Naming things is one of the hardest parts of computer science. Which I believe is a big part of why data modeling is so hard: it's challenging to see how one concept can be decomposed into multiple concepts when you don't know what those smaller concepts are called. This is why my relational database tables tend to get wider over time (ie, gain additional columns). But, after many years of building data-driven application using SQL and ColdFusion, I've come to appreciate how powerful it can be to keep database tables narrower.
To be clear, I am a big fan of relational databases. I love Redis; I use MongoDB when I need to; but, when it comes to building out a new feature, my persistence mechanism of choice is a powerful, flexible, battle-tested relational database. Very few things give me as much pleasure as thinking about table schemas, considering high-performance index design, and writing SQL.
That said, I've made many mistakes in my relational database table design; many of which revolve around building tables that were too wide. I've been building applications for a long time; but, I've only started to think critically about data-access patterns and more complex index structures in the last few years.
Ideally, I'd love to have the structure of my relational database tables have a higher correlation with my data access patterns, not necessarily with my broad - and often over-generalized - conceptual models. Meaning, I would prefer if most of the columns in a given table were actually consumed whenever a given row was read out of the database.
This isn't a hard rule-of-thumb - databases are meant to be flexible and consumable in a variety of user interfaces (UI). But, if some set of table columns is rarely used, this is a good indication that those columns should have been split out into their own table and own conceptual model.
Narrower tables - tables with fewer columns - have a variety of benefits:
Narrow tables mean less data needs to be read off of disk.
Narrow tables mean less data needs to be kept in the database's "working memory".
Migrating data is generally easier with narrow tables since it is typically faster and safer to create new tables when compared to adding new columns to an existing table.
Narrow tables force you to think more critically about your data-model; and about elevating related columns into a more official entity concept.
Narrow tables may lead to fewer transactional locks.
Narrow tables may make it easier to create covering indexes for better performance.
Narrow tables may make it easier to design unique indexes that prevent dirty-data through idempotency without then need for transactional locks.

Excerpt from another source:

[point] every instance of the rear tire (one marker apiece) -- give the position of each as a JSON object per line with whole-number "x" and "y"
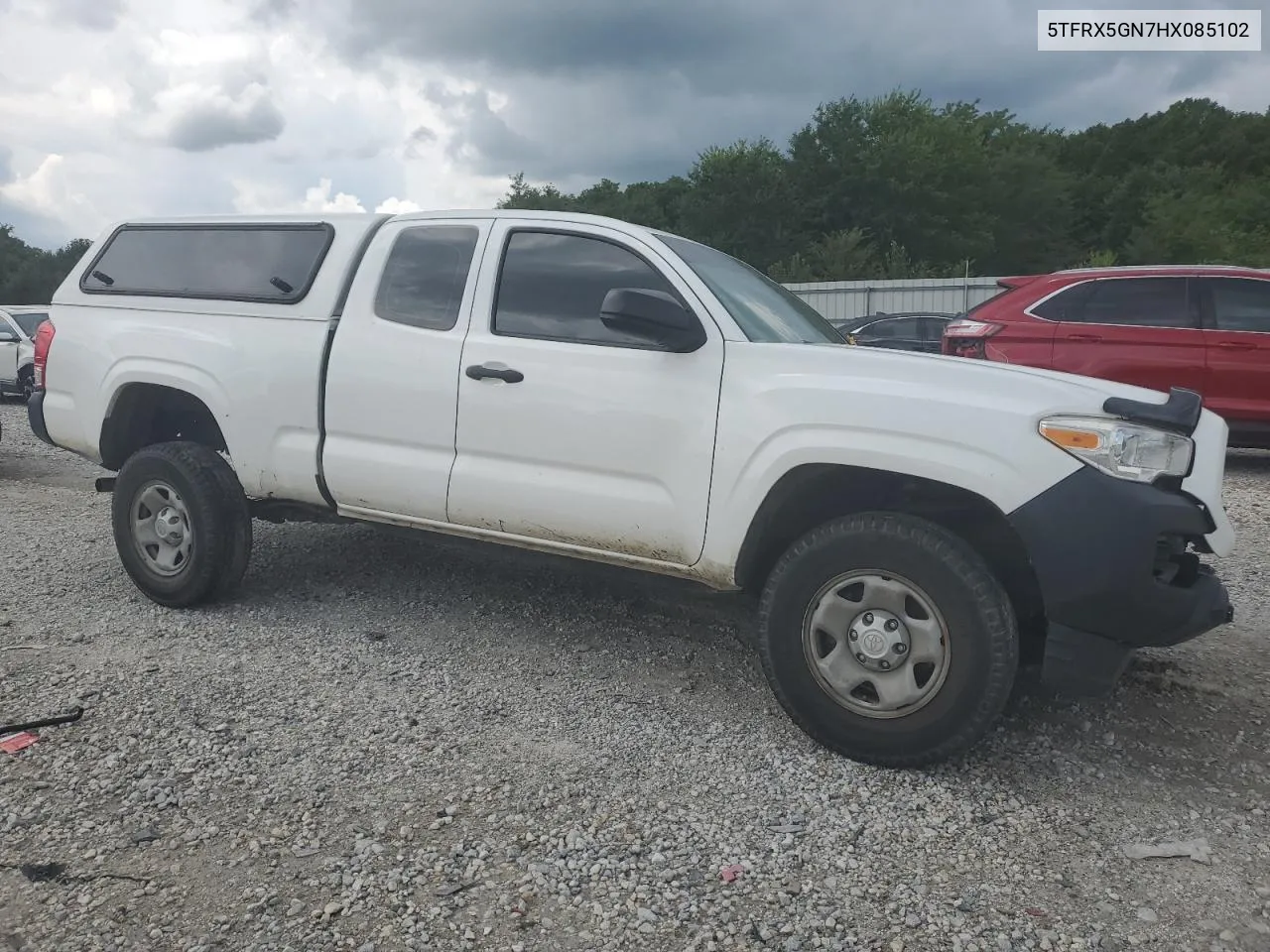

Narrow tables may lead to shorter tables (ie, tables with fewer rows) which means your indexes require less processing overhead to maintain.
Narrow tables make it easier to avoid using
NULLvalues - and
NULLvalues should be avoided as much as possible (though not always).
Of course, narrow tables aren't all sunshine and roses. Narrow tables also mean that some of your queries become more complex with
JOIN clauses; or that your application code becomes more complex with "application joins". But, if narrow tables also map more closely to your data access patterns, then this isn't as big a downside as you might, at first, consider it.
Going forward, when I need to keep track of a new data-point in my relational database system, my first questions are going to be: Is this a new concept? And, what benefits would I get out of codifying this data in a new database table? And, only once I rule out those possibilities will I consider adding the data to an existing table.